Our issue is the measure of a predictor variable, restatement by client company (correction of reporting error from prior year). Prior studies generally use one of two measures listed below:

*Restatement (binary).*Did company restate financial restatement? Yes/no, 1 or 0

*Restatement (ratio -- restructuring dollar amount/ income of company in dollars).*If company restates the financial statement, what is the relative effect on income? If company does not restate, then the ratio is zero. In our sample, about 70% of sample do not restate so those observations have zero ratio value.

We need to choose between three models:

*LnAFt,*Natural log of audit fees

*LnAFt*= α0 + α1**Restatement (binary--yes/no)*+ various control variables*LnAFt*= α0 + α1**Restatement (ratio)*+ various control variables*LnAFt*= α0 + α1**Restatement (binary--yes/no)*+ α2**Restatement (ratio)*+ various control variables

Which model do you recommend? Or is there another way to model the restatement effect?

For model (2), using regression, would this model yield a biased estimate of α1 (Restatement ratio) because most of sample do not have restatement and therefore have zero values for ratio.
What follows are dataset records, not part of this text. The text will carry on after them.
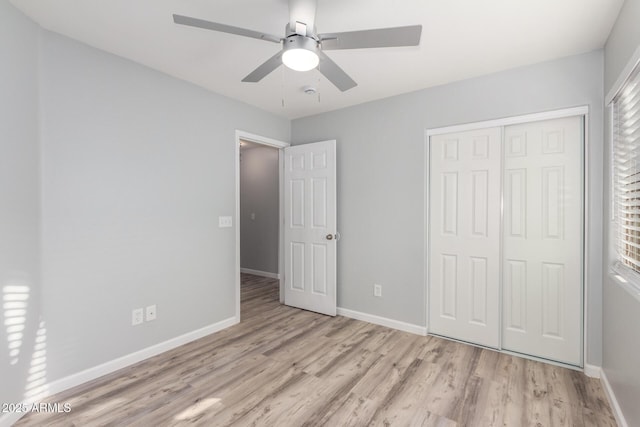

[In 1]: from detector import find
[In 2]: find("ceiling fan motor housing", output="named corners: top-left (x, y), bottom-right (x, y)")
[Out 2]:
top-left (284, 34), bottom-right (319, 52)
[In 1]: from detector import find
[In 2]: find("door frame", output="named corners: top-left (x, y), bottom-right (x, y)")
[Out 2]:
top-left (424, 105), bottom-right (590, 369)
top-left (235, 130), bottom-right (290, 321)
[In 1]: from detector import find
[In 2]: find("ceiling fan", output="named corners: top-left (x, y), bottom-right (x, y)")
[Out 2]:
top-left (173, 0), bottom-right (422, 92)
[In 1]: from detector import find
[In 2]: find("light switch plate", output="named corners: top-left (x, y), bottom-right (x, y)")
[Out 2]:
top-left (219, 216), bottom-right (233, 228)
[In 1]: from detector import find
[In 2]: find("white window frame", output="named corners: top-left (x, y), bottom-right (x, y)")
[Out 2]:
top-left (608, 46), bottom-right (640, 300)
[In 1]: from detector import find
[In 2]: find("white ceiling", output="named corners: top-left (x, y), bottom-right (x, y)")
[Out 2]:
top-left (12, 0), bottom-right (623, 119)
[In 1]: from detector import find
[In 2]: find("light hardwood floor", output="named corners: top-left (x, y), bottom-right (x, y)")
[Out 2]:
top-left (16, 274), bottom-right (615, 426)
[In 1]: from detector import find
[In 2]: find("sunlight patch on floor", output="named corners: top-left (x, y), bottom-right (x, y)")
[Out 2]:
top-left (174, 398), bottom-right (222, 421)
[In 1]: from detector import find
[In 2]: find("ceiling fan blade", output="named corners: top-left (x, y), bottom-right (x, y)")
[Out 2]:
top-left (288, 0), bottom-right (317, 33)
top-left (317, 50), bottom-right (357, 92)
top-left (173, 14), bottom-right (281, 44)
top-left (242, 50), bottom-right (285, 83)
top-left (319, 25), bottom-right (422, 50)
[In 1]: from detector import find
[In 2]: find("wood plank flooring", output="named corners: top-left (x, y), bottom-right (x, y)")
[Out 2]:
top-left (16, 274), bottom-right (616, 426)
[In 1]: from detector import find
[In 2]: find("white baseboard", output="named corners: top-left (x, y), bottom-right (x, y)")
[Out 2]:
top-left (584, 363), bottom-right (601, 378)
top-left (337, 307), bottom-right (427, 336)
top-left (240, 268), bottom-right (280, 279)
top-left (45, 316), bottom-right (238, 396)
top-left (0, 316), bottom-right (238, 427)
top-left (600, 368), bottom-right (629, 427)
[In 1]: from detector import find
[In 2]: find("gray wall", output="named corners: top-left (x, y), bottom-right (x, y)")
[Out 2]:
top-left (0, 0), bottom-right (42, 408)
top-left (292, 51), bottom-right (604, 366)
top-left (604, 0), bottom-right (640, 94)
top-left (38, 31), bottom-right (289, 383)
top-left (240, 145), bottom-right (279, 274)
top-left (603, 0), bottom-right (640, 424)
top-left (602, 277), bottom-right (640, 424)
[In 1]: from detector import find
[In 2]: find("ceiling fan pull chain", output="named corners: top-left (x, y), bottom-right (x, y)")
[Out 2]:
top-left (281, 64), bottom-right (285, 108)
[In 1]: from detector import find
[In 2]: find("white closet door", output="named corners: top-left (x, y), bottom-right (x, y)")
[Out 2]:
top-left (429, 127), bottom-right (501, 348)
top-left (502, 116), bottom-right (583, 365)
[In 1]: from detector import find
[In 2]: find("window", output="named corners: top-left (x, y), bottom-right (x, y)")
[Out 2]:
top-left (613, 65), bottom-right (640, 280)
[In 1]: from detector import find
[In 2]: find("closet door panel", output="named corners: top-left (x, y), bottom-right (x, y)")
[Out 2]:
top-left (502, 116), bottom-right (583, 366)
top-left (429, 128), bottom-right (501, 348)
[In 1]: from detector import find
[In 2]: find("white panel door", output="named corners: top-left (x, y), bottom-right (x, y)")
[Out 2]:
top-left (429, 127), bottom-right (501, 348)
top-left (502, 116), bottom-right (582, 365)
top-left (284, 140), bottom-right (337, 316)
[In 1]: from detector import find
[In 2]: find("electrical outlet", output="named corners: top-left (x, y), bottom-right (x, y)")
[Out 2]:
top-left (218, 216), bottom-right (233, 228)
top-left (146, 304), bottom-right (157, 322)
top-left (374, 284), bottom-right (382, 297)
top-left (132, 308), bottom-right (144, 326)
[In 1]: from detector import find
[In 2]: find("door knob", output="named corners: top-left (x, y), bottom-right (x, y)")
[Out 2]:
top-left (326, 234), bottom-right (334, 240)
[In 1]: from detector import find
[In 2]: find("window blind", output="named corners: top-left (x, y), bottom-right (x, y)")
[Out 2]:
top-left (613, 66), bottom-right (640, 275)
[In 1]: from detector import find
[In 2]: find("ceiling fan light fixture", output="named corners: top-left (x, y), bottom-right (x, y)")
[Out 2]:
top-left (282, 48), bottom-right (319, 72)
top-left (281, 35), bottom-right (320, 72)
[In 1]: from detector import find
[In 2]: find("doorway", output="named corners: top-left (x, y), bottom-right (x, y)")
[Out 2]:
top-left (235, 131), bottom-right (339, 319)
top-left (239, 140), bottom-right (280, 278)
top-left (235, 131), bottom-right (289, 320)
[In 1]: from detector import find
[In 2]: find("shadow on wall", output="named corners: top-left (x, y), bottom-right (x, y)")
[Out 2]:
top-left (2, 274), bottom-right (48, 404)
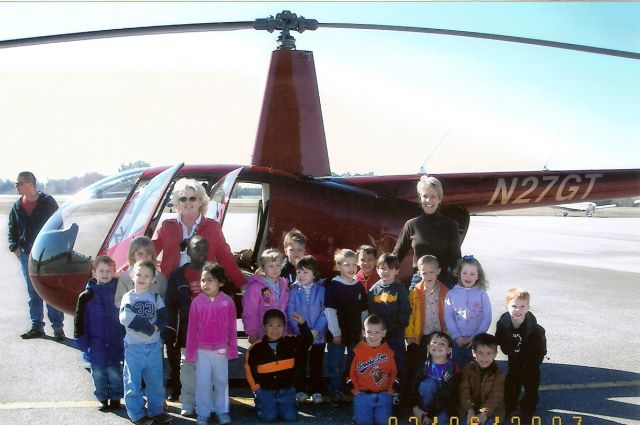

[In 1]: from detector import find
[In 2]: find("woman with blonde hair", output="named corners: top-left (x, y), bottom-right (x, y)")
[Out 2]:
top-left (152, 178), bottom-right (244, 289)
top-left (393, 175), bottom-right (461, 288)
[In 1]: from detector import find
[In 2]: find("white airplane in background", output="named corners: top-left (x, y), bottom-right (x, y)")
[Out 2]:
top-left (554, 202), bottom-right (617, 217)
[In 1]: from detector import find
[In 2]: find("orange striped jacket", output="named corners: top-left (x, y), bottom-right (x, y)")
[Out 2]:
top-left (245, 322), bottom-right (313, 392)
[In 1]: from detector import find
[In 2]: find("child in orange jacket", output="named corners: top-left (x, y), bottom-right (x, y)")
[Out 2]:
top-left (349, 314), bottom-right (397, 425)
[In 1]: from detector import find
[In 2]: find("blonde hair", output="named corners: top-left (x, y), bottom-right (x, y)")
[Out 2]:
top-left (128, 236), bottom-right (157, 265)
top-left (416, 175), bottom-right (444, 200)
top-left (171, 178), bottom-right (210, 215)
top-left (259, 248), bottom-right (284, 267)
top-left (417, 254), bottom-right (439, 268)
top-left (505, 288), bottom-right (530, 305)
top-left (334, 248), bottom-right (357, 265)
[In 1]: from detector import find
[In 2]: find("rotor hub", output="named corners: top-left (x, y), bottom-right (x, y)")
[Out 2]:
top-left (254, 10), bottom-right (319, 50)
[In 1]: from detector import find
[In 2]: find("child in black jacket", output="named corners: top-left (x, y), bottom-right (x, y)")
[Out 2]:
top-left (245, 309), bottom-right (313, 422)
top-left (495, 288), bottom-right (547, 421)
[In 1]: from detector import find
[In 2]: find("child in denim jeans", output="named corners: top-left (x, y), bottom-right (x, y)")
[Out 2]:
top-left (286, 255), bottom-right (327, 404)
top-left (245, 309), bottom-right (313, 422)
top-left (407, 331), bottom-right (458, 425)
top-left (119, 260), bottom-right (172, 425)
top-left (74, 256), bottom-right (125, 411)
top-left (325, 248), bottom-right (368, 406)
top-left (349, 314), bottom-right (397, 425)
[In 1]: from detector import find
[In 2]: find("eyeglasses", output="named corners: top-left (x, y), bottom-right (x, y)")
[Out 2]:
top-left (178, 196), bottom-right (198, 202)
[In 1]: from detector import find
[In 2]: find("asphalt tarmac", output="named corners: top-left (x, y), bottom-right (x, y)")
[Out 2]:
top-left (0, 215), bottom-right (638, 425)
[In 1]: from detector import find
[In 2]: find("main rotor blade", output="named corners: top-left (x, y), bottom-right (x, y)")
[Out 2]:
top-left (0, 22), bottom-right (254, 49)
top-left (318, 22), bottom-right (640, 60)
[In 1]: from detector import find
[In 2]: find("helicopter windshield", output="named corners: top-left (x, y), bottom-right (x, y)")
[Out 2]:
top-left (30, 168), bottom-right (144, 276)
top-left (105, 164), bottom-right (183, 268)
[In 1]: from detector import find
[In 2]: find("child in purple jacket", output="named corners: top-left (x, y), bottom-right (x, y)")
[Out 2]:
top-left (185, 263), bottom-right (237, 425)
top-left (444, 255), bottom-right (492, 368)
top-left (286, 255), bottom-right (327, 404)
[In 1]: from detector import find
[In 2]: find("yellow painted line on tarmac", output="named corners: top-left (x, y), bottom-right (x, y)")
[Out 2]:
top-left (0, 400), bottom-right (99, 410)
top-left (0, 396), bottom-right (256, 411)
top-left (539, 380), bottom-right (640, 391)
top-left (229, 397), bottom-right (314, 417)
top-left (2, 381), bottom-right (638, 410)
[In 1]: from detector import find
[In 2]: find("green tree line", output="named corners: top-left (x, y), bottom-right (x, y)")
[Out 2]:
top-left (0, 160), bottom-right (150, 195)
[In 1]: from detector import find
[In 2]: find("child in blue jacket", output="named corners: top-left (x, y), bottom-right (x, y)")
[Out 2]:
top-left (74, 256), bottom-right (126, 411)
top-left (286, 255), bottom-right (327, 404)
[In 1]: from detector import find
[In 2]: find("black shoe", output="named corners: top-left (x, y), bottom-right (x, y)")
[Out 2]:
top-left (109, 399), bottom-right (121, 409)
top-left (330, 391), bottom-right (345, 407)
top-left (150, 412), bottom-right (173, 423)
top-left (132, 417), bottom-right (154, 425)
top-left (98, 400), bottom-right (109, 411)
top-left (21, 328), bottom-right (44, 339)
top-left (53, 329), bottom-right (66, 341)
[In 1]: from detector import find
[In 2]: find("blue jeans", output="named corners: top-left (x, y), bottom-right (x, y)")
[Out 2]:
top-left (91, 363), bottom-right (124, 401)
top-left (326, 342), bottom-right (356, 394)
top-left (123, 340), bottom-right (165, 421)
top-left (418, 378), bottom-right (449, 423)
top-left (452, 342), bottom-right (474, 369)
top-left (353, 392), bottom-right (392, 425)
top-left (20, 253), bottom-right (64, 331)
top-left (255, 386), bottom-right (297, 422)
top-left (386, 336), bottom-right (405, 392)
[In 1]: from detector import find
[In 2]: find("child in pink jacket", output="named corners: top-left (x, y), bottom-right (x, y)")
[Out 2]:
top-left (242, 248), bottom-right (290, 344)
top-left (185, 263), bottom-right (237, 425)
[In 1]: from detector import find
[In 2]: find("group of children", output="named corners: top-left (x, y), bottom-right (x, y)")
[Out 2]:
top-left (75, 235), bottom-right (237, 425)
top-left (73, 228), bottom-right (547, 425)
top-left (242, 231), bottom-right (547, 425)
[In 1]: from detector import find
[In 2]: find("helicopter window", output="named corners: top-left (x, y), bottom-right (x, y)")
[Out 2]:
top-left (220, 182), bottom-right (264, 252)
top-left (30, 168), bottom-right (143, 272)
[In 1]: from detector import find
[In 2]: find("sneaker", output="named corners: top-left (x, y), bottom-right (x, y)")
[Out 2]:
top-left (218, 413), bottom-right (232, 424)
top-left (132, 417), bottom-right (154, 425)
top-left (311, 393), bottom-right (323, 404)
top-left (53, 329), bottom-right (66, 341)
top-left (109, 399), bottom-right (121, 409)
top-left (20, 328), bottom-right (44, 339)
top-left (150, 412), bottom-right (173, 423)
top-left (295, 391), bottom-right (308, 403)
top-left (180, 409), bottom-right (195, 417)
top-left (98, 400), bottom-right (109, 411)
top-left (330, 391), bottom-right (345, 407)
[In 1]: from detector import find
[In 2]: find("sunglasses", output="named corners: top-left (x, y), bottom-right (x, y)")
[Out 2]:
top-left (178, 196), bottom-right (198, 203)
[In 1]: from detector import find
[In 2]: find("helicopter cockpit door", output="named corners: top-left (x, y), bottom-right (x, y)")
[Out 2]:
top-left (103, 163), bottom-right (184, 269)
top-left (204, 167), bottom-right (244, 224)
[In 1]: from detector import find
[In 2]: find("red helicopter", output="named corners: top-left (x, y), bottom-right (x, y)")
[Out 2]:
top-left (5, 11), bottom-right (638, 314)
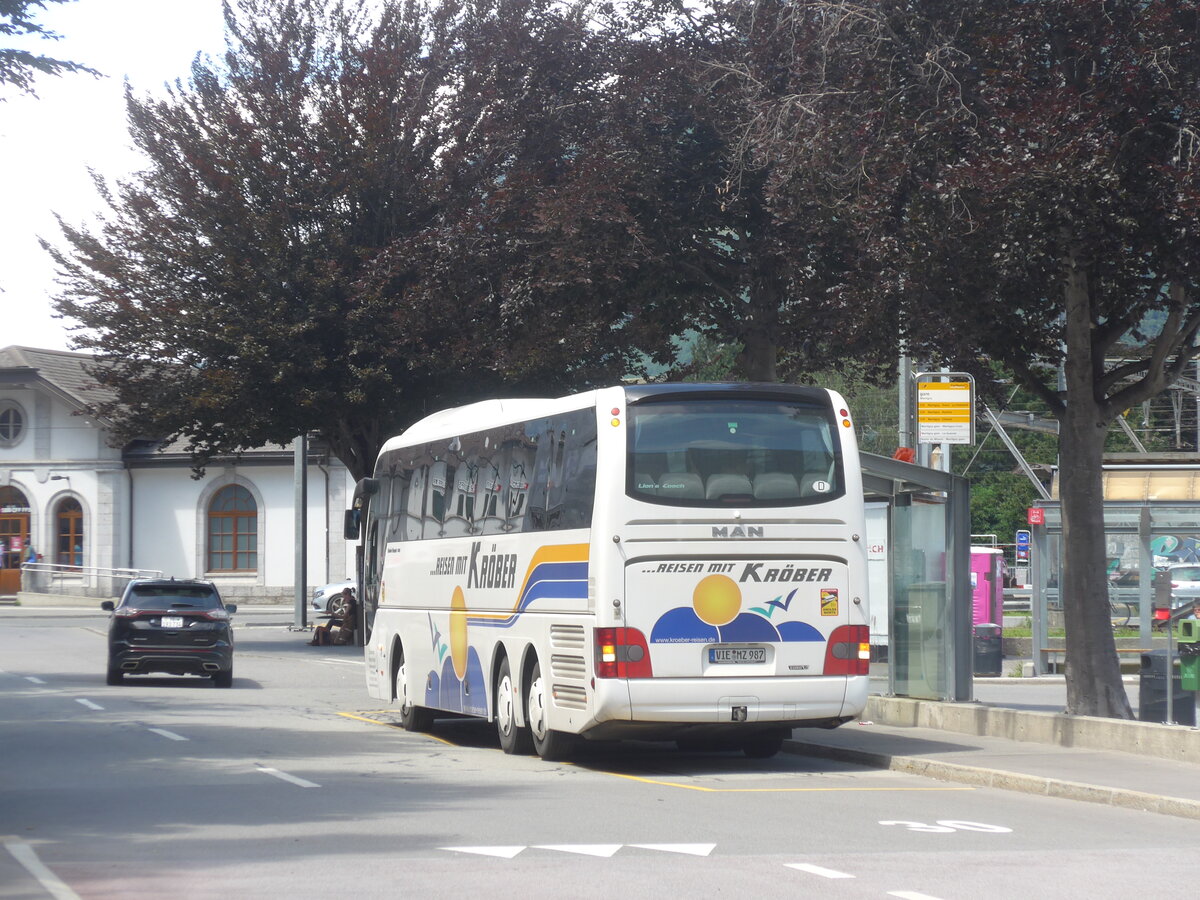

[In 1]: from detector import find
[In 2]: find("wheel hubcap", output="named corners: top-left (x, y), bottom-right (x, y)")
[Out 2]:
top-left (497, 675), bottom-right (514, 735)
top-left (397, 662), bottom-right (411, 713)
top-left (528, 676), bottom-right (546, 740)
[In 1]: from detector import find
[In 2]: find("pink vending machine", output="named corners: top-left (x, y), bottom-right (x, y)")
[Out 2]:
top-left (970, 547), bottom-right (1005, 676)
top-left (970, 547), bottom-right (1005, 626)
According to our theoretical arguments, a restating company with a very small ratio would have significantly higher fees than a company with no restatement. (The error may have been relatively small in dollars, but now the integrity of the financial accounting system is in question.)

Or do we use first model above, then split sample by restatement (yes/no)? For those companies that restate, run model (2). Preliminary analysis with our sample suggests that, for this group, the higher the ratio, the larger the LnAF.

Any insight into modelling issue would be appreciated.